In a fit of optimism, Sabine and I got memberships to MoMA last December. I had visited the museum a couple of times to see Abstract Expressionist New York, and knowing that they were planning a De Kooning retrospective, I figured the repeated visits would pay for themselves. But just like other people with their gym memberships, we ended up only going once this year. I’ve been reading about modern art recently, so when work let out early yesterday, I decided to visit the permanent collection and try to get some of my money’s worth.
I always get cranky after fighting my way through the crowds on Fifth Avenue, and my heart sank when I arrived at the museum and saw the mob waiting to get in. It was gratifying to pass them thanks to my membership card, but not so great once I was in. Why doesn’t it occur to anyone in New York to actually walk up the escalators? Invariably, people freeze as soon as they step on, taking on languid poses to block anyone wanting to pass them. No wonder the inventor killed himself.
When I finally made my way into the permanent collection – in reverse chronological order, it turns out – I was faced with another horror: the iPhone catalogers. These are the people who flit from masterpiece to masterpiece taking photos, only looking at the works through their viewfinders. Why bother going to the museum if you’re only interested in photographs of the art? Here’s a tip: Just visit the website and save yourself $25! Trust me, it’s not that hard to find a good jpeg of Warhol‘s work.
Slightly less annoying were the many people getting their photos taken next to art (though I can’t blame the teens who discovered that Daniel Buren’s stripes make good backdrops – I suspect it was part of the artist’s point). I hurried through the increasingly conceptual sections and went up to the fifth floor, which was of course even more crowded. Old ladies do love their fucking Kandinsky! Thankfully I don’t, so I was able to spend a fair amount of time looking at works by lesser-known artists relatively undisturbed. I did have to put on my headphones, though, because stationed at every wall there is a visitor reliving his Art History 101 course by repeating everything he can remember to his companion. Loudly. I wish I had prepared accordingly, because the Cole Porter songbook was not the ideal soundtrack for looking at early modernism.

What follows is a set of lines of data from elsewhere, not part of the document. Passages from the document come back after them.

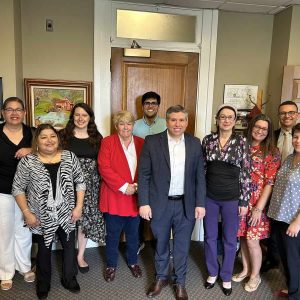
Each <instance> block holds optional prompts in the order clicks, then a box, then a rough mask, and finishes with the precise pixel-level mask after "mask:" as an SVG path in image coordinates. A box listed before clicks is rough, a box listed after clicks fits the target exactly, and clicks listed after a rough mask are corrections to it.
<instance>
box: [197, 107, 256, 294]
mask: <svg viewBox="0 0 300 300" xmlns="http://www.w3.org/2000/svg"><path fill="white" fill-rule="evenodd" d="M236 117H237V112H236V109H235V108H234V107H233V106H230V105H222V106H221V107H220V108H219V109H218V111H217V115H216V122H217V132H216V133H213V134H209V135H207V136H206V137H205V138H204V139H203V142H202V146H203V154H204V159H205V161H206V185H207V197H206V204H205V208H206V216H205V218H204V225H205V238H204V245H205V247H204V250H205V257H206V266H207V269H208V275H209V276H208V278H207V281H206V283H205V288H206V289H211V288H213V287H214V285H215V282H216V280H217V276H218V274H220V277H221V280H222V281H223V285H222V286H223V287H222V290H223V293H224V294H225V295H226V296H229V295H230V294H231V292H232V288H231V277H232V271H233V265H234V259H235V252H236V244H237V238H236V235H237V230H238V223H239V217H238V216H239V215H241V216H242V215H245V214H246V213H247V206H248V201H249V199H250V179H251V177H250V156H249V147H248V144H247V142H246V139H245V138H244V137H242V136H241V135H238V134H236V133H235V132H234V125H235V122H236ZM219 214H221V217H222V226H223V239H222V242H223V248H224V259H223V263H222V266H221V267H219V263H218V258H217V237H218V219H219ZM219 268H220V270H219Z"/></svg>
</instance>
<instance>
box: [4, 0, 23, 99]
mask: <svg viewBox="0 0 300 300" xmlns="http://www.w3.org/2000/svg"><path fill="white" fill-rule="evenodd" d="M0 8H1V9H0V36H1V46H0V77H3V98H4V99H5V98H7V97H10V96H18V97H22V96H23V95H22V83H21V81H20V78H21V77H22V59H21V52H22V44H21V43H20V42H19V41H20V30H21V29H20V0H14V1H11V0H0Z"/></svg>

My way out was even more frustrating than my way in. You can’t even walk down the escalator? Really? It takes no effort! Gravity is on your side, people! I took a deep breath and faced Fifth Avenue again. I was feeling pretty unhappy by this point. Sure, it’s great to live in a city where if the mood strikes, you can simply walk a few blocks to see some of the world’s best modern art in person, but does it have to be so damn crowded? I’ve lived here for 18 years and I still find the amount of people on the streets overwhelming.
Then I saw what looked like two families of tourists headed my way. How did I know they were tourists? All eight or nine of them were wearing matching knit hats with Elmo’s face on it. One of the moms dropped her bag of popcorn, and the rest of the group jeered at her. “How embarrassing!” She yelped. Lady, dropping the popcorn is the least of it, I thought. And that’s when it hit me: Whatever might be wrong with New York, I can’t live anywhere else. While the tourists might get on my nerves, they’re just visiting. If I left New York, I’d actually be living with them.